See here young man: http://www.discusscooking.com/forums/f104/what-are-you-baking-today-2013-a-87388-20.html#post1313864


----------



## pacanis

Andy M. said:


> See here young man: http://www.discusscooking.com/forums/f104/what-are-you-baking-today-2013-a-87388-20.html#post1313864


 
Wow! 
That looks delicious, Andy.
Do they ship well?


----------



## Andy M.

pacanis said:


> Wow!
> That looks delicious, Andy.
> Do they ship well?



Sadly, no.  Besides I consider sharing vastly overrated.


----------



## pacanis

Andy M. said:


> Sadly, no. Besides I consider sharing vastly overrated.


----------



## Harry Cobean

Andy M. said:


> See here young man: http://www.discusscooking.com/forums/f104/what-are-you-baking-today-2013-a-87388-20.html#post1313864


bloody hell andy that looks,and i'm sure tastes,sublime...as good if not better than any french patisserie i've seen....and those chaps know how to bake a tart....respect!!
i haven't looked yet,but if you haven't already,any chance of posting the pics on food photo's please mate?


----------



## Andy M.

Harry Cobean said:


> ...any chance of posting the pics on food photo's please mate?




Harry, you're my inspiration for posting the tart photos. 

I think it makes more sense to post this type of photo post in their appropriate forums so they are easier to find.  If someone is looking for a baked goods recipe, they don't have to wade through dozens of dinner photos in hopes of finding one.


----------



## Harry Cobean

Andy M. said:


> Harry, you're my inspiration for posting the tart photos.
> 
> I think it makes more sense to post this type of photo post in their appropriate forums so they are easier to find.  If someone is looking for a baked goods recipe, they don't have to wade through dozens of dinner photos in hopes of finding one.


thanks andy,appreciate that,really
i was just thinking food photo's because i can't bake,harry & flour don't get along at all,never have,probably never will,so i never look in that thread.whereas i always look in food photo's to see what's new.just a thought mate


----------



## pacanis

That's about as well as flour and I get along, too, Harry. Unless it's going into gravy of course.


----------



## Harry Cobean

pacanis said:


> That's about as well as flour and I get along, too, Harry. Unless it's going into gravy of course.


or on a nice fillet of fish for frying


----------



## pacanis

That, too!


----------



## taxlady

So make the tart with a pre-made crust.


----------



## Harry Cobean

taxlady said:


> So make the tart with a pre-made crust.


ha! good thinking tax!!


----------



## Andy M.

taxlady said:


> So make the tart with a pre-made crust.

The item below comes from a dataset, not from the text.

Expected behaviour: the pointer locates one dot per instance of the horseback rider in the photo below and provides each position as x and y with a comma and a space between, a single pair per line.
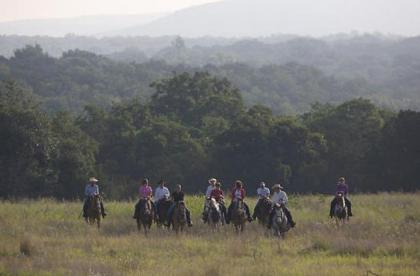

I don't think a pre-made crust cooks better/faster than homemade.


----------



## Harry Cobean

Andy M. said:


> I don't think a pre-made crust cooks better/faster than homemade.


it does if,like me,you can't make one andy!!


----------



## Andy M.

Harry Cobean said:


> it does if,like me,you can't make one andy!!



Harry, the thought of making a pastry crust is daunting.  The actual effort required is not.  I just toss a bunch of stuff into a food processor and turn it on.


----------



## taxlady

Andy M. said:


> I don't think a pre-made crust cooks better/faster than homemade.


I didn't mean you. I meant those two who think they are pastry impaired. I certainly prefer using homemade.


----------



## Andy M.

taxlady said:


> I didn't mean you. I meant those two who think they are pastry impaired. I certainly prefer using homemade.



Oh, OK.  I've used pre-made pastry.  It's OK when you're feeling lazy.


----------



## Harry Cobean

Andy M. said:


> Harry, the thought of making a pastry crust is daunting.  The actual effort required is not.  I just toss a bunch of stuff into a food processor and turn it on.


not the effort mate,it just doesn't seem to work for me.i'll give it one last chance & let you know!!


----------



## Harry Cobean

taxlady said:


> I didn't mean you. I meant those two who think they are pastry impaired. I certainly prefer using homemade.





Andy M. said:


> Oh, OK.  I've used pre-made pastry.  It's OK when you're feeling lazy.


now there's a thought...ready made pastry.seen all sorts in the chilled section in tesco.most of the tv chefs over here say the good brands are that good that it isn't worth making your own for everyday dishes.sorted!!


----------